Nothing wrong with that. His hosts were gracious and he was grateful. But here's what bugged me as I'm watching President Obama smoothly swatting away their, "How are you enduring all this, Mr. President?" questions: He might be "no drama," but don't tell me he's no thin skin.

Once again, he mentioned the cable pundits, then insisted to — I think it was Joy Behar — how he doesn't listen to them. So I'm thinking to myself, "Then how would he know about what the cable pundits are saying?"

Actually, the president sells himself short. He is very much aware of the cable chatter and his cable critics. He was very much aware of the dilemma Joy addressed when she talked about the big guy getting his narrative out, and — insert news alert here — not that of Fox News.

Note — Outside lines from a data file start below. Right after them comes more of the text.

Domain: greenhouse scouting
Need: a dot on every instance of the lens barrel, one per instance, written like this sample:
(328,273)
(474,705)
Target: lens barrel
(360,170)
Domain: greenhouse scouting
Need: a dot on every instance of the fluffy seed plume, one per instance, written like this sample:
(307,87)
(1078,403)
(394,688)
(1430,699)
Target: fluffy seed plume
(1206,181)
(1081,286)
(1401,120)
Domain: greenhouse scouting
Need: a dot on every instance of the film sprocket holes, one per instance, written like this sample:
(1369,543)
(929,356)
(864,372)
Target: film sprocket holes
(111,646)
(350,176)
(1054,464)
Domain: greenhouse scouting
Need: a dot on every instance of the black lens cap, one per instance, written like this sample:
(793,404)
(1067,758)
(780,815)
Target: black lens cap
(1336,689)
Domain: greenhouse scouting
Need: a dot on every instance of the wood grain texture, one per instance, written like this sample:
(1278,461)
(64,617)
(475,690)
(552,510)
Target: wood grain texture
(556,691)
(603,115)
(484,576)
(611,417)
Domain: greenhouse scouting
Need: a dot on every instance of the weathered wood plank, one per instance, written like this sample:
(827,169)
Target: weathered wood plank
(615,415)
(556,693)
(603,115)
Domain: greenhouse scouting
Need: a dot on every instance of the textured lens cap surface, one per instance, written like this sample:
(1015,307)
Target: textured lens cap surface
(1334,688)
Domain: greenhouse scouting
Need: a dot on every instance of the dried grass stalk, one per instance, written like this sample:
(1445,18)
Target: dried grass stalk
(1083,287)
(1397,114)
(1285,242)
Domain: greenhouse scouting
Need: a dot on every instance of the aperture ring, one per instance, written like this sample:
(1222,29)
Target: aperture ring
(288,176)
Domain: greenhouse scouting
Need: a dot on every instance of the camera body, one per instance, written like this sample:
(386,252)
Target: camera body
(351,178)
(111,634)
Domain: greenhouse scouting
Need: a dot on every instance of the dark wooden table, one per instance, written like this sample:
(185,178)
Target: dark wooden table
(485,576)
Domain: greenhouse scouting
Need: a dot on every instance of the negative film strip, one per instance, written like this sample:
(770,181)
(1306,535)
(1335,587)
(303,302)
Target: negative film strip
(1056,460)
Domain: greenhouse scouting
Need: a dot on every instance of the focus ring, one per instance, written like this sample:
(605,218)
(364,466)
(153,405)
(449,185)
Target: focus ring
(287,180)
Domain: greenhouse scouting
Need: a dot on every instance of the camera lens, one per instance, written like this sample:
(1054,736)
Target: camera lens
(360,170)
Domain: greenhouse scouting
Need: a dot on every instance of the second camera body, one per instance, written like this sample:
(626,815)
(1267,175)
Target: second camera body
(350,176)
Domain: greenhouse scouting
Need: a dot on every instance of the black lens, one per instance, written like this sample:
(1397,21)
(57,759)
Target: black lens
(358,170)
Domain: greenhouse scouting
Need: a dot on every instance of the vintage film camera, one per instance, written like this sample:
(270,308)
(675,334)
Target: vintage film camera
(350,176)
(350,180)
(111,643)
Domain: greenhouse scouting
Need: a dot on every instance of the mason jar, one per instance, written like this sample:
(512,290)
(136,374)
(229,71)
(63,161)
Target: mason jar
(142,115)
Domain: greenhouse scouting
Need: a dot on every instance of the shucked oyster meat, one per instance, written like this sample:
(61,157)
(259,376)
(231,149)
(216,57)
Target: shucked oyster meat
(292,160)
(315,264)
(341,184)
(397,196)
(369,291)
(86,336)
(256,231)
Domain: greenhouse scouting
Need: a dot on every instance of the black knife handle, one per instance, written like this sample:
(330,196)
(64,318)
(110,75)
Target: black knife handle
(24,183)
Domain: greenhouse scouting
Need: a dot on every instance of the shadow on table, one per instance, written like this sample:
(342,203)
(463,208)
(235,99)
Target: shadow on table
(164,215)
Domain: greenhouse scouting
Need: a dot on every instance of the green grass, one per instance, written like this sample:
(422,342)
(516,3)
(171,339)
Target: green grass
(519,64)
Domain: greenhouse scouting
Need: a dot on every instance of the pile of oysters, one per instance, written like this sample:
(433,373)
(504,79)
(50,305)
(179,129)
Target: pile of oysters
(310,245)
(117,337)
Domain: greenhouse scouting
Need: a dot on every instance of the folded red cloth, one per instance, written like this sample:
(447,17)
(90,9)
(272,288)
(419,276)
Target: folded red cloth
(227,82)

So he blithely dismisses that narrative as obviously the wrong narrative and critics of his administration as obviously clueless about his administration.

He kept insisting he didn't pay the chatter the slightest attention, but he didn't seem to forget a single slight — like how he's made a mess of things and told "The View" ladies he inherited that mess of things; like how he's losing jobs and says he's actually creating jobs.

People should be grateful and those who questioned that, didn't understand this — he's above that and them. He’s cool, his critics drool.

He's smooth all right, but don't tell me he isn't cataloguing those he thinks do him wrong. They're part of the chatter he says he doesn't hear, but seems to know remarkably well.

I'd have brought that up. But I guess that's why the president's not sharing his views with me and with the ladies on "The View" instead. Better view, probably better crowd.